Time-division multiplexing (TDM) is a method of transmitting and receiving independent signals over a common signal path by means of synchronized switches at each end of the transmission line so that each signal appears on the line only a fraction of time in an alternating pattern. It is used when the data rate of the transmission medium exceeds that of signal to be transmitted. This form of signal multiplexing was developed in telecommunications for telegraphy systems in the late 19th century, but found its most common application in digital telephony in the second half of the 20th century.
Time-division multiplexing was first developed for applications in telegraphy to route multiple transmissions simultaneously over a single transmission line. In the 1870s, Émile Baudot developed a time-multiplexing system of multiple Hughes telegraph machines.
In 1953 a 24-channel TDM was placed in commercial operation by RCA Communications to send audio information between RCA's facility on Broad Street, New York, their transmitting station at Rocky Point and the receiving station at Riverhead, Long Island, New York.
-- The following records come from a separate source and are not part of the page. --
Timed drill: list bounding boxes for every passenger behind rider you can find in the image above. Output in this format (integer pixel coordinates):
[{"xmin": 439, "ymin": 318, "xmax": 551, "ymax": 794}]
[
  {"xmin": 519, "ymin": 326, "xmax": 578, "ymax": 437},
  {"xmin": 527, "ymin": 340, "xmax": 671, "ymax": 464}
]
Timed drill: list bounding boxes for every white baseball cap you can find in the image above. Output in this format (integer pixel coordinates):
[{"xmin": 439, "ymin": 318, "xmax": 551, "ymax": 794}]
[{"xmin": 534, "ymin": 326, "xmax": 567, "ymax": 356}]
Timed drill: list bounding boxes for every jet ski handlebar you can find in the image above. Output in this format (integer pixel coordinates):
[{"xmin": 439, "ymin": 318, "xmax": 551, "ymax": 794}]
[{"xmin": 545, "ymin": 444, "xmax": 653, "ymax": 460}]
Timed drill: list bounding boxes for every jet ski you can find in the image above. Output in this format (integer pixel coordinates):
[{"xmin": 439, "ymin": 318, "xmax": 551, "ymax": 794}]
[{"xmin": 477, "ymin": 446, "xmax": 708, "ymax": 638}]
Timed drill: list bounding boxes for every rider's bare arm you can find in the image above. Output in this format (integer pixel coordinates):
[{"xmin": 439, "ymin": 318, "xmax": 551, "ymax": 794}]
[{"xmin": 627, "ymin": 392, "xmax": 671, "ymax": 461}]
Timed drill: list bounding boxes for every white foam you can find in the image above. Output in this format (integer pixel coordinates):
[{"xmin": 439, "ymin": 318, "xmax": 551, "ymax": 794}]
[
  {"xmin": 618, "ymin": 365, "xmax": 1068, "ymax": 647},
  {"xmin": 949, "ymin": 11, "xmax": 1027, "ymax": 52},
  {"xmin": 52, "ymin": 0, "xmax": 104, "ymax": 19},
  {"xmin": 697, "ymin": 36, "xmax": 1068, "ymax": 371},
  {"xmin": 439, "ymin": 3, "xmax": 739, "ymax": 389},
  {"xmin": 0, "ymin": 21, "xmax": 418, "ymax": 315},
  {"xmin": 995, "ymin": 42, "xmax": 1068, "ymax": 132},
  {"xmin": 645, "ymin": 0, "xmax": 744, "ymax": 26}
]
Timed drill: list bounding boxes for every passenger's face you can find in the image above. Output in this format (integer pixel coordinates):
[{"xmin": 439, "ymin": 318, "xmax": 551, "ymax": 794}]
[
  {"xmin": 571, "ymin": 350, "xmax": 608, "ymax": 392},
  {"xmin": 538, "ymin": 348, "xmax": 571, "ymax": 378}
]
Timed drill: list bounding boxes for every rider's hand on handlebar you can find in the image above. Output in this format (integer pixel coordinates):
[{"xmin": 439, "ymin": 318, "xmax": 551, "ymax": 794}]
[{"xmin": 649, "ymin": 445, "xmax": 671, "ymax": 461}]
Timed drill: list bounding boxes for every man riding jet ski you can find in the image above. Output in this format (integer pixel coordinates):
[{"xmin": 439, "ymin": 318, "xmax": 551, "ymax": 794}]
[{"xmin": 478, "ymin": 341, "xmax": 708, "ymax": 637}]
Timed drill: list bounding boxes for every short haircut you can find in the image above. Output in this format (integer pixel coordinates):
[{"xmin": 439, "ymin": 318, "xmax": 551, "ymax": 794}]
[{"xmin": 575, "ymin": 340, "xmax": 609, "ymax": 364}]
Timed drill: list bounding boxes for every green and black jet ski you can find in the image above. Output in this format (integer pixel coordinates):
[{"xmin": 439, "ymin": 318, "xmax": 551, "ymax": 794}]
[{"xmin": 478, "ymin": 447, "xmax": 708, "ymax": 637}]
The communication was by a microwave system throughout Long Island. The experimental TDM system was developed by RCA Laboratories between 1950 and 1953.
In 1962, engineers from Bell Labs developed the first D1 channel banks, which combined 24 digitized voice calls over a four-wire copper trunk between Bell central office analogue switches. A channel bank sliced a 1.544 Mbit/s digital signal into 8,000 separate frames, each composed of 24 contiguous bytes. Each byte represented a single telephone call encoded into a constant bit rate signal of 64 kbit/s. Channel banks used the fixed position (temporal alignment) of one byte in the frame to identify the call it belonged to.
Time-division multiplexing is used primarily for digital signals, but may be applied in analog multiplexing in which two or more signals or bit streams are transferred appearing simultaneously as sub-channels in one communication channel, but are physically taking turns on the channel. The time domain is divided into several recurrent time slots of fixed length, one for each sub-channel. A sample byte or data block of sub-channel 1 is transmitted during time slot 1, sub-channel 2 during time slot 2, etc. One TDM frame consists of one time slot per sub-channel plus a synchronization channel and sometimes error correction channel before the synchronization. After the last sub-channel, error correction, and synchronization, the cycle starts all over again with a new frame, starting with the second sample, byte or data block from sub-channel 1, etc.